Dr Anwar CHERKAOUI avec le concours du Dr Hicham EL ATTAR, président du Congrès Africain d’Anatomopathologie Digitale
Le Maroc accueillera du 28 au 30 avril 2026, le 2eme congrès de la Société Africaine d’Anatomopathologie Digitale
Que représente la digitalisation de l’anatomopathologie enbtermes de gains observés à différents niveaux dans les systèmes de santé à travers le Monde ?
Aux États-Unis, l’un des systèmes de santé les plus innovants au monde a amorcé une profonde transformation de l’anatomopathologie traditionnelle vers des flux de travail numériques.
De nombreux hôpitaux universitaires et centres de recherche investissent massivement dans des plateformes de digital pathology, intégrant l’imagerie haute définition des lames et des outils d’intelligence artificielle pour analyser les tissus.
Cette digitalisation a permis de réduire les délais de diagnostic, d’améliorer la précision des résultats et de faciliter la collaboration entre spécialistes même à distance, en supprimant la nécessité d’envoyer physiquement des lames d’un laboratoire à un autre.
La réponse rapide de spécialistes à distance ainsi que l’accès immédiat aux données numériques ont transformé la prise en charge des patients, notamment dans le domaine de l’oncologie où une interprétation rapide et précise est essentielle.

En Europe, plusieurs pays ont fait de la santé numérique un axe stratégique.
Dans les principaux systèmes de santé allemands, britanniques ou français, l’introduction de la numérisation des lames anatomopathologiques s’est accompagnée d’une standardisation des formats d’images et d’un partage plus fluide des données entre laboratoires.
Grâce à ces plateformes numériques, les équipes médicales ont constaté une simplification des flux de travail, une baisse des coûts logistiques liés au transport et à l’archivage des lames physiques, et une réduction des erreurs humaines liées à la manipulation des échantillons.
Ces gains ont été particulièrement visibles dans les réseaux hospitaliers où la consultation inter-établissements s’effectue désormais en quelques clics.
En Asie, l’expérience de centres hospitaliers comme celui de Séoul illustre la force de la digitalisation appliquée à l’anatomopathologie.
Un grand institut médical sud-coréen a converti des années de lames analogiques en images numériques, permettant ainsi une gestion plus efficace de centaines de milliers de cas par an.
Cette transformation a réduit significativement le temps moyen de diagnostic pour les cas chirurgicaux, augmentant la capacité de prise en charge et renforçant la confiance diagnostique des équipes médicales.

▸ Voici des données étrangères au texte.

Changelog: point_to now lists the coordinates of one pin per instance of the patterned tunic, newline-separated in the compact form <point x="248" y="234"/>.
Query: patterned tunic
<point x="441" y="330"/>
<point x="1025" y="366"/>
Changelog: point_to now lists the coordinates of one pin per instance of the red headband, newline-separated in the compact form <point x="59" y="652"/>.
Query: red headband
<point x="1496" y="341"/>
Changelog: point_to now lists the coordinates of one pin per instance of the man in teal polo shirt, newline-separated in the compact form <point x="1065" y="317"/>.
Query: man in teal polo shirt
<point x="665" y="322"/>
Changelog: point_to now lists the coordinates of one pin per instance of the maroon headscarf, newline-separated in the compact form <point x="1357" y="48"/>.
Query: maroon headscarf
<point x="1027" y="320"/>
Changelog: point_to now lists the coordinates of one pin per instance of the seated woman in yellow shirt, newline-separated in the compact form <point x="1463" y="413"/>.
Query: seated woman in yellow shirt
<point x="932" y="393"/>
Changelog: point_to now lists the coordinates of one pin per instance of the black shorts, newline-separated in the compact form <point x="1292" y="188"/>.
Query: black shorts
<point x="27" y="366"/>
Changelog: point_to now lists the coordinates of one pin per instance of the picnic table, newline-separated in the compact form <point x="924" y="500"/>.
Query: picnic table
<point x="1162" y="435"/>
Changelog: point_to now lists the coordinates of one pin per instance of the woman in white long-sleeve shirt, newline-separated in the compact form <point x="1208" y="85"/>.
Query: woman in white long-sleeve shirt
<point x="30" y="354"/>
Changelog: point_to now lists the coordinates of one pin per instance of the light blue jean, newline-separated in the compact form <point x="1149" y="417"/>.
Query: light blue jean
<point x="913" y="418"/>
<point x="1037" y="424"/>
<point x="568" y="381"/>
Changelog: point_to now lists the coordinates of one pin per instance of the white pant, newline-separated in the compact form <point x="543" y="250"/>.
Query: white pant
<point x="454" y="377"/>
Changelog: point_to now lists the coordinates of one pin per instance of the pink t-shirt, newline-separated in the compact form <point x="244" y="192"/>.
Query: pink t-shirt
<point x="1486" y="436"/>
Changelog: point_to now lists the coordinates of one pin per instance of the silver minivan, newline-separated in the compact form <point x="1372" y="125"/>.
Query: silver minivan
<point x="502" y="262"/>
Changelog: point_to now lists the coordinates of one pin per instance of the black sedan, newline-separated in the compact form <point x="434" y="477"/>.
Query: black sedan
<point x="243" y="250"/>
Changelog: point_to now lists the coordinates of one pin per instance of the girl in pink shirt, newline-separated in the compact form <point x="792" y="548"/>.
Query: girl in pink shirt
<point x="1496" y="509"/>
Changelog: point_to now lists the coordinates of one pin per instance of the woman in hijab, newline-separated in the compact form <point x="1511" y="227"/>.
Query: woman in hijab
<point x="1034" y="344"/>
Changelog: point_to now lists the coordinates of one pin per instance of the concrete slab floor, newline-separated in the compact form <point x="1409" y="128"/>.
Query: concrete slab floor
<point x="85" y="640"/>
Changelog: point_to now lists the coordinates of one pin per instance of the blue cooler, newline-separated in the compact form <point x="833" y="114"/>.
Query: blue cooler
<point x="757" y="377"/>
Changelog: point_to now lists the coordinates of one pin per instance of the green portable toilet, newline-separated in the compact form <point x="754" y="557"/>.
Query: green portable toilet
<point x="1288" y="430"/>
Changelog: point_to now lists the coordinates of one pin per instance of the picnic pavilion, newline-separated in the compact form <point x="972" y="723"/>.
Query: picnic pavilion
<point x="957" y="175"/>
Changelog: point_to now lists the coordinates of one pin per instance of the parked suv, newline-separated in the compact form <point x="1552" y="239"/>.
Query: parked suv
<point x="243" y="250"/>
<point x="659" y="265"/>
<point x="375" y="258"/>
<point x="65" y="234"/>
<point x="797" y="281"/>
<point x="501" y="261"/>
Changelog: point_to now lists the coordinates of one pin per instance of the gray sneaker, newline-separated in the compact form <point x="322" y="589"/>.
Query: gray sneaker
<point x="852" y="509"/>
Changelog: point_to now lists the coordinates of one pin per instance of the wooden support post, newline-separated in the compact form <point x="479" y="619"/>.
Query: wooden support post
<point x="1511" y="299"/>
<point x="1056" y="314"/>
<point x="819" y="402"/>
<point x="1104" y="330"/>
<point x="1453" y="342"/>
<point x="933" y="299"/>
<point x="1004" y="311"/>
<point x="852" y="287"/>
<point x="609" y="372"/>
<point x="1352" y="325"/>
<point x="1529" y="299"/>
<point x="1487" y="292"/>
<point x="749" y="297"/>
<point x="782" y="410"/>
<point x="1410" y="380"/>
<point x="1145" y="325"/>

Au Japon, en Chine ou en Inde, les investissements dans les technologies numériques et l’adoption rapide de la télépathologie favorisent l’accès aux diagnostics spécialisés même dans les régions où les pathologistes experts sont rares.
Dans certains pays arabes et au Moyen-Orient, bien que la digitalisation de l’anatomopathologie soit encore en phase de déploiement, de premiers progrès sont observés.
Les initiatives de modernisation des infrastructures hospitalières, notamment dans les États du Conseil de coopération du Golfe (CCG), commencent à intégrer des systèmes de numérisation des lames et des solutions de télépathologie.
Ces technologies permettent aux établissements de santé d’accéder à des expertises externes sans délai, réduisant les inégalités d’accès au diagnostic spécialisé.
Parallèlement, des événements scientifiques dédiés à la pathologie numérique, comme des congrès internationaux tenus en Afrique du Nord, montrent une volonté croissante de partager les bonnes pratiques et de coordonner les efforts régionaux pour accélérer l’adoption de ces outils.
Les bénéfices observés au niveau des systèmes de santé sont multiples.
La digitalisation de l’anatomopathologie accélère les délais de diagnostic, améliore la précision grâce à l’intégration de l’intelligence artificielle et réduit les coûts logistiques liés à la gestion physique des lames.
Elle favorise également la collaboration internationale, permettant à des experts de différents pays de consulter simultanément les mêmes images numériques, ce qui enrichit la qualité des avis médicaux.
Enfin, dans des contextes de pénurie de spécialistes, la numérisation aide à mieux répartir les ressources humaines et à élargir l’accès à des diagnostics spécialisés.
Dans un monde où les défis de santé publique exigent rapidité, précision et collaboration, l’essor de l’anatomopathologie numérique s’impose comme un vecteur majeur de transformation des soins.
Cette révolution silencieuse, portée par des technologies de pointe, redessine aujourd’hui les contours des systèmes de santé à travers les continents.